As of March 2, the net asset value of the Guotai SSE 180 Finance ETF has risen 39.97% in the past three years. In terms of profitability, as of March 2, 2026, since its establishment, the ETF has achieved a maximum monthly return of 42.33%, a longest streak of 4 consecutive monthly gains with a cumulative increase of 83.31% during the period, and an average return of 5.72% in up months. The historical probability of making a profit with a 3-year holding period is 74.10%. As of March 2, 2026, the ETF has delivered an annualized excess return over the benchmark of 4.71% in the past two years.

As of February 27, 2026, the Sharpe ratio of the Guotai SSE 180 Finance ETF was 1.01 for the past two years.

In terms of drawdown, as of March 2, 2026, the maximum drawdown of the Guotai SSE 180 Finance ETF since the start of the year was 10.00%, with a relative benchmark drawdown of 0.03%.

In terms of fees, the Guotai SSE 180 Finance ETF has a management fee rate of 0.50% and a custodian fee rate of 0.10%.

In terms of tracking accuracy, as of March 2, 2026, the tracking error of the Guotai SSE 180 Finance ETF was 0.042% in the past six months.

From a valuation perspective, the latest price-to-earnings ratio (PE-TTM) of the SSE 180 Financial Index tracked by the Guotai SSE 180 Finance ETF was only 7.21 times, at the 5.58th percentile over the past year. This means the valuation was lower than that in more than 94.42% of the time in the past year, standing at a historical low.
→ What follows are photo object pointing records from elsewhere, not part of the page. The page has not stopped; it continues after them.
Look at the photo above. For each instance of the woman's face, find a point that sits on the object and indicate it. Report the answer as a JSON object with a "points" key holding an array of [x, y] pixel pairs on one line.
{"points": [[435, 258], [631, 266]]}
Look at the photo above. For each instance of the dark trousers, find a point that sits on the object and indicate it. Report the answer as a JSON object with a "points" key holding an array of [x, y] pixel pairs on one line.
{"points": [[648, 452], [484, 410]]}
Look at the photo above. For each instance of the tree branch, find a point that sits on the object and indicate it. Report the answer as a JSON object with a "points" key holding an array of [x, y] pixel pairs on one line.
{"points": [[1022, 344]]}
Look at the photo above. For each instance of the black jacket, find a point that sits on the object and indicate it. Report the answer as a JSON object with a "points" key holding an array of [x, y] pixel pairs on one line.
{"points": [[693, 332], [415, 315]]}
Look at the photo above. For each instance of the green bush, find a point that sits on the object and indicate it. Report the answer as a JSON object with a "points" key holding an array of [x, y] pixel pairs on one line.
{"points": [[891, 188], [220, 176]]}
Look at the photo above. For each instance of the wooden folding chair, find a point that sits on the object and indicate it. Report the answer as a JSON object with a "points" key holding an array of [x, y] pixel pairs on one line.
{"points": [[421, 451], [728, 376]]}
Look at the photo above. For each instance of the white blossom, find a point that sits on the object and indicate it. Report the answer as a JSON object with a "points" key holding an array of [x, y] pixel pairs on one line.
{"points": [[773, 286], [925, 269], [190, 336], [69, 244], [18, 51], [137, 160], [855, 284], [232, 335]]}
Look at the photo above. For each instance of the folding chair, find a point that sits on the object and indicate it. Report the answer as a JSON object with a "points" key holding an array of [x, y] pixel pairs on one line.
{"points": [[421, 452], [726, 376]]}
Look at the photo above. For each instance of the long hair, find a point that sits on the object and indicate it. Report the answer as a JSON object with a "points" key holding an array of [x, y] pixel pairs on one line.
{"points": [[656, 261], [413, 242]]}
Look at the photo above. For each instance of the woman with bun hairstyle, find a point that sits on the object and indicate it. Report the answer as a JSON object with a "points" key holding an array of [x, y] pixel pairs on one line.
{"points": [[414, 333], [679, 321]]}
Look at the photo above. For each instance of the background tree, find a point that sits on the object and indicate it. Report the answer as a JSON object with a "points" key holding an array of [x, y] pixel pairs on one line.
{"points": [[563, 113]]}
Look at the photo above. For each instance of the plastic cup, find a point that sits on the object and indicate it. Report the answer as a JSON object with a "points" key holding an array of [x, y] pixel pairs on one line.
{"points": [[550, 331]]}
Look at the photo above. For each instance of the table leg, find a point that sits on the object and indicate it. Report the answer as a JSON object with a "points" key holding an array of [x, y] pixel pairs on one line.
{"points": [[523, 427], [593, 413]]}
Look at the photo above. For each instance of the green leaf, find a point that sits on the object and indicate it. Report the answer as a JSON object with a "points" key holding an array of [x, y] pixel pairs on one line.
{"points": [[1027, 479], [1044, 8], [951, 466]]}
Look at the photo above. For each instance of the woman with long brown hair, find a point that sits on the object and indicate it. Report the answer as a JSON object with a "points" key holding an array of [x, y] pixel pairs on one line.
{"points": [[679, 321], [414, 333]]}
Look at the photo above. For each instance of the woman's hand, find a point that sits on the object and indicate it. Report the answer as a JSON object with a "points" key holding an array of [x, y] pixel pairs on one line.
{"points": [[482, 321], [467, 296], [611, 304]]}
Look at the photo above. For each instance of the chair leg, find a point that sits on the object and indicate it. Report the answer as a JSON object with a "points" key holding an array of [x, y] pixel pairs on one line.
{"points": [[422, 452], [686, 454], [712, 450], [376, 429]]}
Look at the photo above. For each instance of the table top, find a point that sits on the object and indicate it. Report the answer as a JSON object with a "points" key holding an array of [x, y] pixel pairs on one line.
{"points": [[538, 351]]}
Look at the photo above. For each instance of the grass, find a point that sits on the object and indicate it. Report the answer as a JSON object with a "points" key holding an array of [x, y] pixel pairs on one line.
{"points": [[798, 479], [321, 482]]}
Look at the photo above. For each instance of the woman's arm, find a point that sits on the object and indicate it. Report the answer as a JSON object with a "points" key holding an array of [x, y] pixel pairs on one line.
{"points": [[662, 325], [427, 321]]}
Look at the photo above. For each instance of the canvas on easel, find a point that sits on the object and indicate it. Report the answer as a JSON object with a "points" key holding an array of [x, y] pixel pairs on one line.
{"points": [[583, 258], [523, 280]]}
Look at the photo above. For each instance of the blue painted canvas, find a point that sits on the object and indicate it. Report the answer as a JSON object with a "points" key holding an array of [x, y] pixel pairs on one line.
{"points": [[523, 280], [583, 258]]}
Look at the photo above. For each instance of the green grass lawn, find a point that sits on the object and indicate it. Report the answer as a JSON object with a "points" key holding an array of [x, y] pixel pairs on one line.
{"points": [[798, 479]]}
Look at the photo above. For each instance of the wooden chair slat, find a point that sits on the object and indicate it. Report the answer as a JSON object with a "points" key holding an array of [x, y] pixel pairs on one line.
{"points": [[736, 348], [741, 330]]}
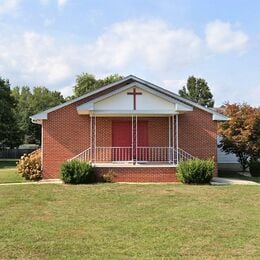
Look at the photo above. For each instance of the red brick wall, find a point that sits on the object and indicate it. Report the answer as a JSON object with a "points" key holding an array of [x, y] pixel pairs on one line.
{"points": [[198, 134], [141, 174], [66, 134]]}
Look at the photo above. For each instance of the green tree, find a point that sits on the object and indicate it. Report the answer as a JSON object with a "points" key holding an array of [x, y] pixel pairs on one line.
{"points": [[29, 103], [86, 83], [9, 131], [197, 89], [241, 134]]}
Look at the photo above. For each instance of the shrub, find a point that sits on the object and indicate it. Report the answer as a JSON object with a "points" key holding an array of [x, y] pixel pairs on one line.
{"points": [[195, 171], [109, 176], [29, 166], [254, 167], [76, 172]]}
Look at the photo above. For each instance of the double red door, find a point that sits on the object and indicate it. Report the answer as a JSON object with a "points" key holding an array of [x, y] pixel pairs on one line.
{"points": [[122, 140]]}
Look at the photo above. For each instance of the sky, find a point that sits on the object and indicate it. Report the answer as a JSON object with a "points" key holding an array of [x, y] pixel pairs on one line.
{"points": [[50, 42]]}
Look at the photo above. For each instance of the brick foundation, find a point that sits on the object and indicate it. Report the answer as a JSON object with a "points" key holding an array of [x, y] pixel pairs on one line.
{"points": [[141, 174]]}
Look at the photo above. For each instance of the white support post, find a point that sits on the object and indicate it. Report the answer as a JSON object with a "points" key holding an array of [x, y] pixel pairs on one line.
{"points": [[95, 137], [177, 137], [169, 136], [91, 138], [42, 146], [173, 138], [133, 139], [136, 142]]}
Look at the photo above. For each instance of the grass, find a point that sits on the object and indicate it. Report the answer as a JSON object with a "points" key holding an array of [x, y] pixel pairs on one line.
{"points": [[120, 221], [235, 175], [8, 173]]}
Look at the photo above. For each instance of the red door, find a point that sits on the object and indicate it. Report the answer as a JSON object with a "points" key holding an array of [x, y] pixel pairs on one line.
{"points": [[142, 141], [121, 140]]}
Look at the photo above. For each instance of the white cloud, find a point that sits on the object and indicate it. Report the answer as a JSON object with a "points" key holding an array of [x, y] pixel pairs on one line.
{"points": [[61, 3], [8, 5], [67, 90], [147, 44], [33, 57], [150, 48], [222, 38]]}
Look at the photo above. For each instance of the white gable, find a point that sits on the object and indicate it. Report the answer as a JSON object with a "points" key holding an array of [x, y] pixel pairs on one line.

The Guotai SSE 180 Finance ETF closely tracks the SSE 180 Financial Index, which selects listed company securities from the banking, insurance, securities, trust and other industries in the SSE 180 Index as its constituent stocks, reflecting the overall performance of financial sector listed company securities on the Shanghai Stock Exchange.

Data showed that as of February 27, 2026, the top 10 weight stocks of the SSE 180 Financial Index (000018) were Ping An Insurance (Group) Company of China, China Merchants Bank, Industrial Bank, Citic Securities, Industrial and Commercial Bank of China, Guotai Haitong Securities, Agricultural Bank of China, Bank of Communications, Bank of Jiangsu and China Pacific Insurance (Group) Co., Ltd. The top 10 weight stocks accounted for a total of 61.33% of the index. (The stocks listed above are only constituent stocks of the index and do not constitute any specific investment recommendation.)
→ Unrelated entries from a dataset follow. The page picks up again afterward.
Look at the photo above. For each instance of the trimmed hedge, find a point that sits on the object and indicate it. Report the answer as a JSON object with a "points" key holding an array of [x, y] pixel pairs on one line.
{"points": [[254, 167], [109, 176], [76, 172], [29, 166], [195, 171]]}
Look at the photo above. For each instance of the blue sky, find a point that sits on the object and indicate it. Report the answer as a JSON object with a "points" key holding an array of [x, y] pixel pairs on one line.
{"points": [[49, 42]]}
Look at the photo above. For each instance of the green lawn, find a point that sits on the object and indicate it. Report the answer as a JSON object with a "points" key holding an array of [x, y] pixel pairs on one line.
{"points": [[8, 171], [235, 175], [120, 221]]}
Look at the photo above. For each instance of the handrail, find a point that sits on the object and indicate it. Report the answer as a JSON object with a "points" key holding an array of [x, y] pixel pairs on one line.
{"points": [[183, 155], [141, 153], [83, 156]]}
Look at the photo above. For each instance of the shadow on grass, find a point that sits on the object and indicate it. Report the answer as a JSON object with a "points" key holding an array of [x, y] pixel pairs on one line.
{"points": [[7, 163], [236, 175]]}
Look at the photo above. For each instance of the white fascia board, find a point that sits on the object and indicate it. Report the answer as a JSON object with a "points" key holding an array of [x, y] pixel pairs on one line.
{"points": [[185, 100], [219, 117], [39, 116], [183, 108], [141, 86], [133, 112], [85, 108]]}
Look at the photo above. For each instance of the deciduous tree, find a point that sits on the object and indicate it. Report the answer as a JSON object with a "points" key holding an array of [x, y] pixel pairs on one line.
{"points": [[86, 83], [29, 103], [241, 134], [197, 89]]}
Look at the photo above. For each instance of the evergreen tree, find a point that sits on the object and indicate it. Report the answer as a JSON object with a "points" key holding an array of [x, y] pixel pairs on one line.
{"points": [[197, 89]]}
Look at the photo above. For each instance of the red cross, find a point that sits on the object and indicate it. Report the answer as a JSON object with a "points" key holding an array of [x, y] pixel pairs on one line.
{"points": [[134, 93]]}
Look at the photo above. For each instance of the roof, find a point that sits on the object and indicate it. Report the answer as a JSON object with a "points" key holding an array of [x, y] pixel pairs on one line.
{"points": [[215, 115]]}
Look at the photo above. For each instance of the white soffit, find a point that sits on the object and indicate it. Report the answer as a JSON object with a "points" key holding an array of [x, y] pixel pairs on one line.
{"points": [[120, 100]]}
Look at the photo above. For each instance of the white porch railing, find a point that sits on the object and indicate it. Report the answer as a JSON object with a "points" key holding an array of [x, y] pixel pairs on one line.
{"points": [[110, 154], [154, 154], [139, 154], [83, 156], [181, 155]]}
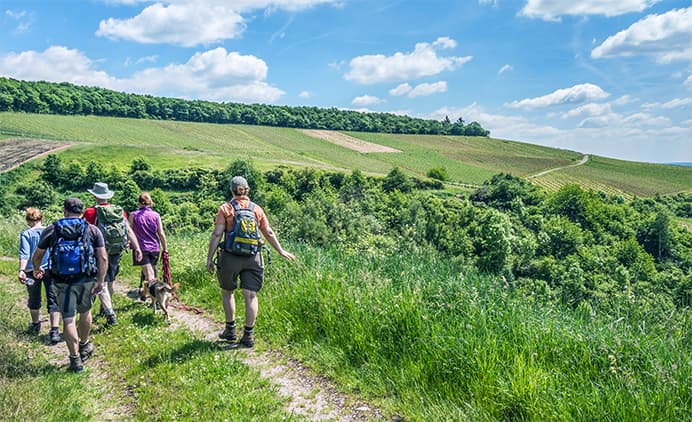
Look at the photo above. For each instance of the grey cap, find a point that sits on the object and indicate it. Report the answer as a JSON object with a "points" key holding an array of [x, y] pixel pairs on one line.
{"points": [[73, 205], [238, 182]]}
Southwest Futures stated that the current macroeconomic data remains stable, but the driving force for macroeconomic recovery still needs to be strengthened, and monetary policy is expected to remain loose. The current treasury bond yields are at a relatively low level; the Chinese economy is showing a steady recovery trend, core inflation is rising continuously, and there is room for domestic demand policies to exert force. The global economic and financial situation remains stable, and the risk appetite of the global financial market is at a high level.